9. The "Visual Voicemail" on the EVO is specific to the Sprint network, so you would use regular voicemail procedures with T-mobile. They are supposed to be developing an app for this feature on their network. If they do it for android, I would expect that it would work on the HD2 with Froyo.
10. Minor Glitch - The signal strength bars sometimes all show flat lines when the phone wakes. Usually they go to a normal indication shortly after it starts being used, even if no call is made. This does not affect call quality, nor does it stop you from making calls, receiving calls or using text messaging.
11. Similarity - Battery life seems good with normal use and the auto-updating/synching off. Just like the EVO, it is more limited when these "features" are running, or if one does a lot of browsing.
12. Networks - T-mobile's HDSPA seems more developed in available almost everywhere in town, where as Sprints 4G only works sporadically in certain places. HDSPA is faster than Sprint 3G, but not quite as fast as 4G. Latency is low, with similar ping times to 4G, but upload speeds are lower than 3G. Overall, it feels like better, more consistent internet service that works faster on in more places for standard browsing purposes.
13. Advantage - In the HD2, the FM radio works with standard stereo headphones.

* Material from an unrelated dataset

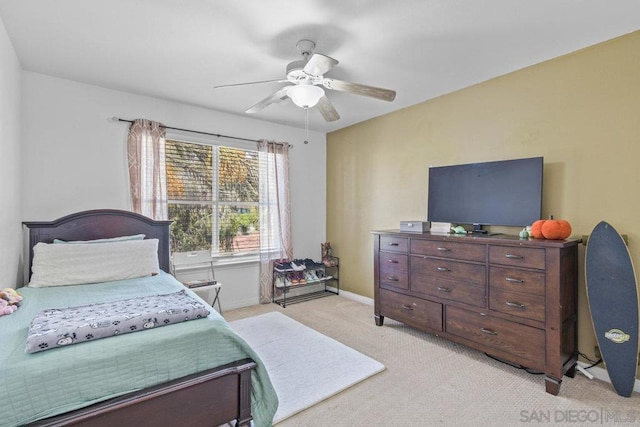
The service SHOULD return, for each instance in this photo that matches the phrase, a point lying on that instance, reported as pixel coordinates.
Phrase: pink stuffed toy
(9, 301)
(5, 308)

On the EVO, it works on cellular headsets, but the average stereo 3.5mm plug shorts out its antenna.
14. Difference - The EVO has an 8mp camera, but the HD2's 5mp seems to take better pictures. The EVO also has a front-facing low-res camera for video calling.
I have not tried the Market, nor social networking apps, so my comments do not include them. SlideMe, the competing app market works fine. Maps GPS, mp3 playback, and YouTube seem fine as well.
It should work the same on any GSM carrier (except item 9), if the phone is unlocked, or locked to the carrier you are using.
Builds are coming out frequently, so I would expect that the glitches will end up resolved. Overall, it has been a good change and I am pleased with my choice of T-mobile Android phone.
I hope this helps...
Sam
P.S.: Android on HD2's is becoming common enough that the folks who run this forum may want to consider listing it with the phones, and treating it is an Android-capable phone for forum purposes. HTC's recent announcement that they are not planning to offer Windows Mobile 7 for the HD2 will only add to the pressure to make it Android.